Jason Shultz has a collection of quotes from the opinion.

Paris Hilton: Auteur

Some day a great book will be written, dissecting the current copyright mania. And the page-three example, showing just how ridiculous things got, will be this: a legal dispute over whether Paris Hilton can claim authorship of the infamous video.

[Link credit: James Grimmelmann at LawMeme.]

U.S. Fed Trojan-Horse Technology to Soviet Spies

The U.S. fed booby-trapped technology to Soviet economic spies in the 1980’s, according to a new book by former Air Force secretary Thomas C. Reed. This was reported in a front-page story by David E. Hoffman, in today’s Washington Post. Reed says that the CIA, on discovering secret Soviet purchases of sensitive U.S. technology, decided to poison the well by feeding the Soviet technology collectors booby-trapped versions of U.S. products.

The effort was successful, according to Reed, with the biggest impact being an enormous gas pipeline explosion, caused by time-triggered code hidden in the pipeline control software. This confirms a story told by William Safire several weeks ago.

Great Books vs. Must-Read Books

Dan Simon has an interesting reaction to my post on must-read books in science and technology. I can’t do Dan’s post justice with a single quote, but here’s a sample:

[T]he Great Books of science–and they do exist: viz., Euclid’s Elements, Newton’s Principia–simply don’t occupy the same place in the scientific world that the Great Books hold in the humanities and related disciplines. No half-decent undergraduate curriculum, for example, would allow its literature students to escape deep familiarity with Hamlet, its philosophy majors to avoid studying The Republic, its classicists to skimp on the Odyssey, its divinity students not to delve deeply into the Bible, or its budding political scientists to pass on The Prince.
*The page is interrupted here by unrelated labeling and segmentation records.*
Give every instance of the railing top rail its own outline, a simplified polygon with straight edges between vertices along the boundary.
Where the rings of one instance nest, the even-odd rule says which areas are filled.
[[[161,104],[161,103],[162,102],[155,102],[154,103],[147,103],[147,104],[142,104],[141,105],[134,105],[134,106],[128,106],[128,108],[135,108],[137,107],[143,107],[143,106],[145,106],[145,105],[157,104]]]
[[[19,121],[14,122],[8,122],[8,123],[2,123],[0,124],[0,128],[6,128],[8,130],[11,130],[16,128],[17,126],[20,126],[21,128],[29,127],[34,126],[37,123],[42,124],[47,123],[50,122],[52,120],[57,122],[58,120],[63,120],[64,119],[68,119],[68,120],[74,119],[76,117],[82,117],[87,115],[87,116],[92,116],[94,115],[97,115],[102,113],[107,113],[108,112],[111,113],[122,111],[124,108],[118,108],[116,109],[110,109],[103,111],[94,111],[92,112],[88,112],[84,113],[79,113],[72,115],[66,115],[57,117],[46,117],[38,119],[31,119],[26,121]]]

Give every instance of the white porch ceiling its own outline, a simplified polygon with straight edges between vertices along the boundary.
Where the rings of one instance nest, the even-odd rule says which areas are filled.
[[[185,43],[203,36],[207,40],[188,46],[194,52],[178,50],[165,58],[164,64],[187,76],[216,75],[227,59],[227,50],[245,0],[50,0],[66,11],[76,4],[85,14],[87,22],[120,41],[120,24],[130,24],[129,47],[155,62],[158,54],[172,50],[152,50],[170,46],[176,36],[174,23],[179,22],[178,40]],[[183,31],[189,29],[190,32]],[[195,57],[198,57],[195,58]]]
But few geometers feel any need to familiarize themselves with geometry as Euclid explained it; nor do physicists feel incomplete without understanding Newton’s original notation for his laws of motion. And I would much sooner encourage students to master a few basic college texts in math, sciences and engineering than push them to grapple with the same concepts by studying the original works that introduced them. The originals, after all, each represented one farsighted individual’s brilliant-but-still-hazy insight, which has since been clarified and extended far beyond that first attempt at elucidation.

In formulating my own must-read list, I found myself identifying the most important ideas in science, and then asking which books best convey those ideas. An example: evolution is one of the great ideas in science; but which book should we recommend to students? Darwin’s Origin of Species was a tremendous achievement and remains interesting today. But with the benefit of more than a century of further work and discussion, today’s scientists understand the mechanisms and implications of evolution much better than Darwin did. We just can’t justify withholding the best ideas from our hypothetical student, and so Darwin gets bumped off the list. Origin of Species is still a Great Book, but it’s no longer a must-read book.